Sustainability check – cash‑flow vs payout
Flowserve’s board has just approved a $0.21 quarterly cash dividend. With the stock trading around the $84‑$86 range, the payout translates to a roughly 2.5 % annualised yield (≈ $0.84 per share per year). In the most recent quarter Flowserve reported net earnings of about $0.71 per share and generated operating cash flow of roughly $1.1 billion, which comfortably covered the $0.21 per‑share dividend (≈ 30 % of earnings and about 35 % of operating cash flow). Historically the company has kept its payout ratio in the 30‑40 % band, well below the cash‑flow‑to‑dividend threshold that would force a cut.
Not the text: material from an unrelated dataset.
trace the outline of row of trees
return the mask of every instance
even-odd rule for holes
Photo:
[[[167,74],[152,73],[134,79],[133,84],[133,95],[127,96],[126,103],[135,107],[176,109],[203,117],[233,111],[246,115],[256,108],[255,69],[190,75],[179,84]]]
The balance sheet still shows a solid liquidity position (cash & equivalents > $1.5 billion) and a manageable debt load, so the dividend is funded from internal cash rather than external financing.
Trading implications
- Fundamentals: The current payout ratio is comfortably sustainable; there’s no sign of strain on cash generation, and management has a track record of preserving dividend consistency even during cyclical downturns in the industrial sector.
- Technical view: The stock is holding above its 50‑day SMA and has found support near the $82 level, while the 200‑day SMA sits around $78. A modest pull‑back toward $82‑$84 could present a lower‑‑cost entry for dividend‑seeking investors.
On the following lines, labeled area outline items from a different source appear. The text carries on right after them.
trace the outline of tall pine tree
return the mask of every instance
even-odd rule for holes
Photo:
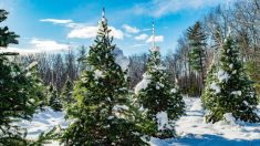
[[[66,106],[72,102],[72,91],[73,91],[73,83],[67,77],[64,86],[62,87],[60,100],[62,101],[62,104]]]
[[[54,111],[62,109],[62,102],[60,100],[56,88],[53,85],[50,85],[48,91],[48,105]]]
[[[236,119],[259,122],[258,100],[249,80],[239,51],[229,35],[220,49],[219,63],[212,64],[209,71],[206,88],[202,94],[204,107],[209,111],[206,122],[225,119],[231,114]]]
[[[91,67],[75,83],[73,98],[76,103],[67,109],[73,123],[62,136],[65,145],[145,144],[135,131],[134,119],[127,114],[126,71],[115,62],[115,45],[110,32],[103,11],[95,43],[86,58]]]
[[[7,19],[7,14],[0,10],[0,22]],[[8,27],[0,28],[0,49],[17,44],[17,38]],[[0,53],[0,145],[21,144],[24,133],[12,123],[31,119],[43,98],[42,84],[35,73],[37,63],[21,67],[7,56],[14,54],[18,53]]]
[[[174,122],[185,113],[185,103],[178,87],[169,82],[160,62],[159,49],[155,44],[149,51],[146,67],[143,80],[135,87],[136,98],[142,111],[147,111],[147,118],[154,123],[150,125],[154,129],[152,136],[174,137]]]
[[[188,40],[190,45],[189,63],[193,70],[200,74],[201,85],[204,87],[205,63],[206,63],[206,34],[200,22],[196,22],[188,29]],[[201,93],[201,92],[200,92]]]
- Actionable stance: For investors looking for a modest yield with upside potential, a buy on dips around $82–$84 is reasonable, with the expectation that the dividend will be maintained for the next 12 months. If the price breaks below $80 and cash‑flow fundamentals start to weaken (e.g., earnings contraction or a drop in operating cash flow), consider tightening stops or trimming the position, as that could signal pressure on the payout ratio.